I have a DataFrame that looks like this:
----- ------ --------
| idx | Col1 | Col2 |
----- ------ --------
| 0 | A | [1, 2] |
| 1 | B | [3, 4] |
| 2 | C | [5, 6] |
----- ------ --------
What I would like to accomplish is a new column layout like this:
----- ------ -------------
| idx | Col1 | Col2 |
----- ------ ------ ------
| | | sub1 | sub2 |
----- ------ ------ ------
| 0 | A | 1 | 2 |
| 1 | B | 3 | 4 |
| 2 | C | 5 | 6 |
----- ------ ------ ------
The end goal is to be able to do a df.query()
like the following:
df.query("Col2.sub1 == 3 & Col2.sub2 == 4")

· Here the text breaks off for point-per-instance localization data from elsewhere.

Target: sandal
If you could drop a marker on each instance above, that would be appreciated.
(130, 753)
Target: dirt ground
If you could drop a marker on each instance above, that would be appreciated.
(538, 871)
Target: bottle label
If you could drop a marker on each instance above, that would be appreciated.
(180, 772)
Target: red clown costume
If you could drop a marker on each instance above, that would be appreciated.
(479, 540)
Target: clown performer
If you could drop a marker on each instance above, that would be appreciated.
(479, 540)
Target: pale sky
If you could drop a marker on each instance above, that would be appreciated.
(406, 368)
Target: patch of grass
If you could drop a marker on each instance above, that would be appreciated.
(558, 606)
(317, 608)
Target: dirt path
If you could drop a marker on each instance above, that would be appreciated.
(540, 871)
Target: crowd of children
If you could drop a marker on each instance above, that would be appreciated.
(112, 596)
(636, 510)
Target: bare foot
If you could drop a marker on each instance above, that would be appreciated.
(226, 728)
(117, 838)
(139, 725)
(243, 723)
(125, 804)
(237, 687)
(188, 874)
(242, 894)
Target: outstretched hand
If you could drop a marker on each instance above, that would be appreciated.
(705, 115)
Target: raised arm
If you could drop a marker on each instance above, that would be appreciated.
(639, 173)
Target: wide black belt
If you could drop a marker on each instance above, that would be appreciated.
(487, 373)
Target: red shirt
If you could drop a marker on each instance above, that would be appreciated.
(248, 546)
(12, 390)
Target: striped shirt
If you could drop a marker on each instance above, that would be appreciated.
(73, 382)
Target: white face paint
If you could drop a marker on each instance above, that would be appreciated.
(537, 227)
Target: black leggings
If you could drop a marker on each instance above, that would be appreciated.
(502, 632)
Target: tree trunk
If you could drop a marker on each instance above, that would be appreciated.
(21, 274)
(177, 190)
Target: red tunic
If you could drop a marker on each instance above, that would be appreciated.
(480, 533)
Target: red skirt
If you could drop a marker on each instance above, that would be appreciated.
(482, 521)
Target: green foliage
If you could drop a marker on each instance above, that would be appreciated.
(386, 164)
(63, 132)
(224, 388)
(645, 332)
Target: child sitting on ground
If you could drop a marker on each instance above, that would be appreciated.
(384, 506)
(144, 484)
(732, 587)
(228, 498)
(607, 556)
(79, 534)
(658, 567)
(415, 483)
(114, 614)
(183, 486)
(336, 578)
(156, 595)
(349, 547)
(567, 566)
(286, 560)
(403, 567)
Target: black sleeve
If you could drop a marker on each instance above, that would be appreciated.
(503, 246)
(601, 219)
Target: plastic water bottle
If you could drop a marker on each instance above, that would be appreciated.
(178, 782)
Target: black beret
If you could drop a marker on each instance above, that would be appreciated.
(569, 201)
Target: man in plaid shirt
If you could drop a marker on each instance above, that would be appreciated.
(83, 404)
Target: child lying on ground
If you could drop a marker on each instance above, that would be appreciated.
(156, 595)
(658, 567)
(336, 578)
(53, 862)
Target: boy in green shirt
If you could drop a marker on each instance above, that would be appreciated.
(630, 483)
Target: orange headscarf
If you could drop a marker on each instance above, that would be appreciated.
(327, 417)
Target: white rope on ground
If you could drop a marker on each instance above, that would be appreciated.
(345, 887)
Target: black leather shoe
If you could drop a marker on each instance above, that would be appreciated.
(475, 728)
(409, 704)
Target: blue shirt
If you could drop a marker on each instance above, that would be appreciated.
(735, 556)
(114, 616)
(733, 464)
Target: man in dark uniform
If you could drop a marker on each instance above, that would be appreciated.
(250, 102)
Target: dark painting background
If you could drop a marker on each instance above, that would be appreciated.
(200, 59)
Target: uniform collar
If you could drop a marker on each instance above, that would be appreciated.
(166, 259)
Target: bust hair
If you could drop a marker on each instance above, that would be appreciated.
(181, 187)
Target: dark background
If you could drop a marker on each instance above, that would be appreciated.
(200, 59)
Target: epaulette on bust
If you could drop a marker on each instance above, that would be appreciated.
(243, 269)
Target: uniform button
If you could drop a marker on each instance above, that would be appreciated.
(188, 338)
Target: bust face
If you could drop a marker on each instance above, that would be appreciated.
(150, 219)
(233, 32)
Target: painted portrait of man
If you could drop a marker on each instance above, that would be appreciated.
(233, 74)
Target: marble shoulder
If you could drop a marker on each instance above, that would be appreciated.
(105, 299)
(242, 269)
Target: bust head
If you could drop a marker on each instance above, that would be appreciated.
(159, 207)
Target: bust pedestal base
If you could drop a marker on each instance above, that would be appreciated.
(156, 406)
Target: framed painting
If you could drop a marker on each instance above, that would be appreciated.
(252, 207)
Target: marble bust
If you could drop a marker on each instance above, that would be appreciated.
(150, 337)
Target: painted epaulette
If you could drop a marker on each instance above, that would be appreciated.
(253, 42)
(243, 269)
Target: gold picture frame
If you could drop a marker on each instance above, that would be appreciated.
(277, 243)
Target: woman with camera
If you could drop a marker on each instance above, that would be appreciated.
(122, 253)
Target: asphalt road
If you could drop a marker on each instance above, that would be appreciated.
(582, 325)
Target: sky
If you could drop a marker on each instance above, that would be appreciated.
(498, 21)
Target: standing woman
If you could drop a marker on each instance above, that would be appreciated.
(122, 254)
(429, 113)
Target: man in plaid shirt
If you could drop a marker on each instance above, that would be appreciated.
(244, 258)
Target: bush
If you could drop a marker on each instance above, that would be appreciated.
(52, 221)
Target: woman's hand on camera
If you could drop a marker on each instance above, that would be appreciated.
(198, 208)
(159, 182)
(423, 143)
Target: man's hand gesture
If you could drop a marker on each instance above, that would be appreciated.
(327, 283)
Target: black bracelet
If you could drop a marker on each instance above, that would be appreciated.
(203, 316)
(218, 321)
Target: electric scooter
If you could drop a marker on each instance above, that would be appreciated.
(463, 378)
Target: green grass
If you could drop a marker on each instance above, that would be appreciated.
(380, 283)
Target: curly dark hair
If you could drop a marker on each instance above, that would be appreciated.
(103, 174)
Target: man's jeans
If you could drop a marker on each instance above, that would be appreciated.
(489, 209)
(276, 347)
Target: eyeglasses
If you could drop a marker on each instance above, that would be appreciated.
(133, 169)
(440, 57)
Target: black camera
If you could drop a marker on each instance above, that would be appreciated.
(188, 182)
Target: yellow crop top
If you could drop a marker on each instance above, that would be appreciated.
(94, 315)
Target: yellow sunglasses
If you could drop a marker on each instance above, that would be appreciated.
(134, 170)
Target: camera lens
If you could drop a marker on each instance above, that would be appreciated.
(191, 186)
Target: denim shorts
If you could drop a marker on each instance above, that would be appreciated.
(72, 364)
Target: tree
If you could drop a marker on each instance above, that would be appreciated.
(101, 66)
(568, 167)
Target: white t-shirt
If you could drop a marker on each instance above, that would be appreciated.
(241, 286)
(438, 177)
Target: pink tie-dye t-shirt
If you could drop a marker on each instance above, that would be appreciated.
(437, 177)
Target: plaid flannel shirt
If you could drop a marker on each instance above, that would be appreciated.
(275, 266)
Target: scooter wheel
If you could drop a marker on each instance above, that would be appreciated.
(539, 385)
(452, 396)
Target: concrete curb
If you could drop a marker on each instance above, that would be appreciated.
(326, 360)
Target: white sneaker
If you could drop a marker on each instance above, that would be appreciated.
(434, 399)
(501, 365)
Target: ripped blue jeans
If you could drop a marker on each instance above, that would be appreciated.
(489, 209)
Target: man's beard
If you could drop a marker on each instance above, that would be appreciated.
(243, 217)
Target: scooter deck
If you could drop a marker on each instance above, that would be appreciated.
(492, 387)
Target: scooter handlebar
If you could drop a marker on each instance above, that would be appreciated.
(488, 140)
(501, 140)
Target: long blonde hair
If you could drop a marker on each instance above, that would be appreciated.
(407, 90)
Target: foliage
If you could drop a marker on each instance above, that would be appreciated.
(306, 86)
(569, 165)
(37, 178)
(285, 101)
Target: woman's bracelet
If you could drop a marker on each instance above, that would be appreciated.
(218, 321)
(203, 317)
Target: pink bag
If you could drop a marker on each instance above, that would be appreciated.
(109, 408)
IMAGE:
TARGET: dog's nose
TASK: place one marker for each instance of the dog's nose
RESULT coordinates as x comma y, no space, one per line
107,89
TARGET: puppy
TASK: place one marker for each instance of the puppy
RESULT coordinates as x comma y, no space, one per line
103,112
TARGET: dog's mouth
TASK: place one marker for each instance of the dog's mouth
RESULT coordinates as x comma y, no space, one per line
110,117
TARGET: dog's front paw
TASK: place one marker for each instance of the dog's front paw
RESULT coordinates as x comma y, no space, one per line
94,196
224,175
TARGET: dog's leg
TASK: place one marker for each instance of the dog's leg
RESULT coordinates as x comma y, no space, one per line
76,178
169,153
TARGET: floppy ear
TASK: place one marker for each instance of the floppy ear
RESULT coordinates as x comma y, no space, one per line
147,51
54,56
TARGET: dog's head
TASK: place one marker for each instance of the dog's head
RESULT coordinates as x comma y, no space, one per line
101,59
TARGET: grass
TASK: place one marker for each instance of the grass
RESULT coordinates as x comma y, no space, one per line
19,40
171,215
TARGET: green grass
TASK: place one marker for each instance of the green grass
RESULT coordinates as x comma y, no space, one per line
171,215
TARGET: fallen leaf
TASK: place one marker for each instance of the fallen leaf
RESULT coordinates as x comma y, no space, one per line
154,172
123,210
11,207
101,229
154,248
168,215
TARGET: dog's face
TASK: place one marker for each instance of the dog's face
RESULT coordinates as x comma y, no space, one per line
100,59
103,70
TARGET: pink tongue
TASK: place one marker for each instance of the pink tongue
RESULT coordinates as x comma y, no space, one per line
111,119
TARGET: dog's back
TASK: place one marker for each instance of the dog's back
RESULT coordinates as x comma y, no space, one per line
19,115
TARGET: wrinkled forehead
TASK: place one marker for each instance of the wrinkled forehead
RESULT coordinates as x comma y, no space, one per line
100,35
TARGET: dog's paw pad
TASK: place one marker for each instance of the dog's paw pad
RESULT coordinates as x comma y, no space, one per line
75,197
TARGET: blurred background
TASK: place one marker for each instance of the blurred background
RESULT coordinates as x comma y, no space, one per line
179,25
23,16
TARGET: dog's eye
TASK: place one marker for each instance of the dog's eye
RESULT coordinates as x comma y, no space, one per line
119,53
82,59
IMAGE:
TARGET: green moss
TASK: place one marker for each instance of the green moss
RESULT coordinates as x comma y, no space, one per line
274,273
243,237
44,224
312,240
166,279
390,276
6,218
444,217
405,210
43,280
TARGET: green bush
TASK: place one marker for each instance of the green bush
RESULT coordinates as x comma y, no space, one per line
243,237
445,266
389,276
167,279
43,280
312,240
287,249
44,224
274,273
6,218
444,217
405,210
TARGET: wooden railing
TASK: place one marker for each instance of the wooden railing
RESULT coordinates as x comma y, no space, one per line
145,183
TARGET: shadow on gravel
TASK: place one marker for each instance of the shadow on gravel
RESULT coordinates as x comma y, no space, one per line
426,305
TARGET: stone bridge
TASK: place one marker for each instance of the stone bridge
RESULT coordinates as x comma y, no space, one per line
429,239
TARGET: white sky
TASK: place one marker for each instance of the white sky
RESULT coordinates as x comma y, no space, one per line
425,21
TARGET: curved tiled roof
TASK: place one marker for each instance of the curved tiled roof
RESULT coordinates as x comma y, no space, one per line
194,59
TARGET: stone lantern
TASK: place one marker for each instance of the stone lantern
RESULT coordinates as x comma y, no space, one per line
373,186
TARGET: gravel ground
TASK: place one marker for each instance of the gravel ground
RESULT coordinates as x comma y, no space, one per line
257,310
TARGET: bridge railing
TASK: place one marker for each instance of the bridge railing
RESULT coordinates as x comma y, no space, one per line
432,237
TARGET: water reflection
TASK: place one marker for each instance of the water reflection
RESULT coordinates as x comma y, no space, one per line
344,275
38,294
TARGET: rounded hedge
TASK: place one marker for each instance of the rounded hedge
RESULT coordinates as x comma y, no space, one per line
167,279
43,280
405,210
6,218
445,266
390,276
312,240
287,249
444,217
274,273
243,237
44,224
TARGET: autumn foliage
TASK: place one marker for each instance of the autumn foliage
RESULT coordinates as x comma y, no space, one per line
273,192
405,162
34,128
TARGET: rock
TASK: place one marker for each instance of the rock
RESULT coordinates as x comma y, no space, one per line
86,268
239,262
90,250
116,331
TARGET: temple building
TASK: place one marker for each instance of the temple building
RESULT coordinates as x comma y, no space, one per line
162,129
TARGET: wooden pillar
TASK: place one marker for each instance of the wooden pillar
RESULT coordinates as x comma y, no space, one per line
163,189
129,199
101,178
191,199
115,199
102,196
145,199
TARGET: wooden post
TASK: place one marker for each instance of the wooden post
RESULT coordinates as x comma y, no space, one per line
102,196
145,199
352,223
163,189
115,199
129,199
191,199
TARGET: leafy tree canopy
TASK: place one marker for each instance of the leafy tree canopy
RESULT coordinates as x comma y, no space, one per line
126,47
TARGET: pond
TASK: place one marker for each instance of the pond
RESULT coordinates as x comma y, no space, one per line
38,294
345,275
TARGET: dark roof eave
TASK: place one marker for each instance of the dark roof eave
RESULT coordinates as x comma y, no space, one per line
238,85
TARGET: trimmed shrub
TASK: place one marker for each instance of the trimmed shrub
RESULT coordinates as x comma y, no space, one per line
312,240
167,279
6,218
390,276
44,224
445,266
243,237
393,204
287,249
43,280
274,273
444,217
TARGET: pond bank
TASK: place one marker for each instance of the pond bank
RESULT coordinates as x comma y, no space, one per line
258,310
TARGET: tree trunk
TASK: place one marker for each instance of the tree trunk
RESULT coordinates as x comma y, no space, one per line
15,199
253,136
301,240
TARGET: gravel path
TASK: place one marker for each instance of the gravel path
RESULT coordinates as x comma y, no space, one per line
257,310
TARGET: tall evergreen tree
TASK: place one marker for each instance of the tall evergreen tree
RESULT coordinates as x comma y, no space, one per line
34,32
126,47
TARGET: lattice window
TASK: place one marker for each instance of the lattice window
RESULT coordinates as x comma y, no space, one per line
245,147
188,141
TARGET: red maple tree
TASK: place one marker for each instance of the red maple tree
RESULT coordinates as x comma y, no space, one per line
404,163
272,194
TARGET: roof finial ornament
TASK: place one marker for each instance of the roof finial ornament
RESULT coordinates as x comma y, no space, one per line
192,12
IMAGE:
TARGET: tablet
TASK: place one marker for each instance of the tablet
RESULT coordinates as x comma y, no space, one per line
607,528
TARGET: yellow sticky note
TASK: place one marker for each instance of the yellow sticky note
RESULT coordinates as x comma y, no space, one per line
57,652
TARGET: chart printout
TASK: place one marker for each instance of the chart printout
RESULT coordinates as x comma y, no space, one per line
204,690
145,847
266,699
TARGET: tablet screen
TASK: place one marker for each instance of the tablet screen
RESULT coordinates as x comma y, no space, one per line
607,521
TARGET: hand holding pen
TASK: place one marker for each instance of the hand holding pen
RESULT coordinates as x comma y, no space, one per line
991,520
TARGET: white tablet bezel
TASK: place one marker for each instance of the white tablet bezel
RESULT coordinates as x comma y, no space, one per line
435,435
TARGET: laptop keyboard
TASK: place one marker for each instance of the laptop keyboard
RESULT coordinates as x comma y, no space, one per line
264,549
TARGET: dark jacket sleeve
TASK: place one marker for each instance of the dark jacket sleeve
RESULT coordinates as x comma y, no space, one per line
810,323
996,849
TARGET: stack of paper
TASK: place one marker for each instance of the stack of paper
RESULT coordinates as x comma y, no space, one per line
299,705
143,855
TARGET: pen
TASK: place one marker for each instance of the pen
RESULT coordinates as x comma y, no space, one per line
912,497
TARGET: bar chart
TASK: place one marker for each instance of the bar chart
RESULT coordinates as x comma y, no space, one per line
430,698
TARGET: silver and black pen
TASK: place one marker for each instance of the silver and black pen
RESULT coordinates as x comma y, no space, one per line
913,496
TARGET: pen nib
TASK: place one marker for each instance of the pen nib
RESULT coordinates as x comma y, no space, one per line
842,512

to get the row at index 1.
Is this even possible with df.query()
?
Edit This is what produces the first table.
records = [{'Col1': 'A', 'Col2': [1, 2]},{'Col1': 'B', 'Col2': [3,4]},{'Col1': 'C', 'Col2': [5,6]}]
df = pd.DataFrame.from_records(records)
CodePudding user response:
Firstly, split lists into columns:
df[['sub1', 'sub2']] = pd.DataFrame(df['Col2'].tolist(), index=df.index)
df = df.drop(columns='Col2')
Col1 sub1 sub2
0 A 1 2
1 B 3 4
2 C 5 6
Create a Multiindex:
df.columns = pd.MultiIndex.from_arrays([['0', 'Col2', 'Col2'],
df.columns.tolist()])
0 Col2
Col1 sub1 sub2
0 A 1 2
1 B 3 4
2 C 5 6
Now, here is how you can query the Multiindex:
df.query("`('Col2', 'sub1')` == 3 & `('Col2', 'sub2')` == 4")
0 Col2
Col1 sub1 sub2
1 B 3 4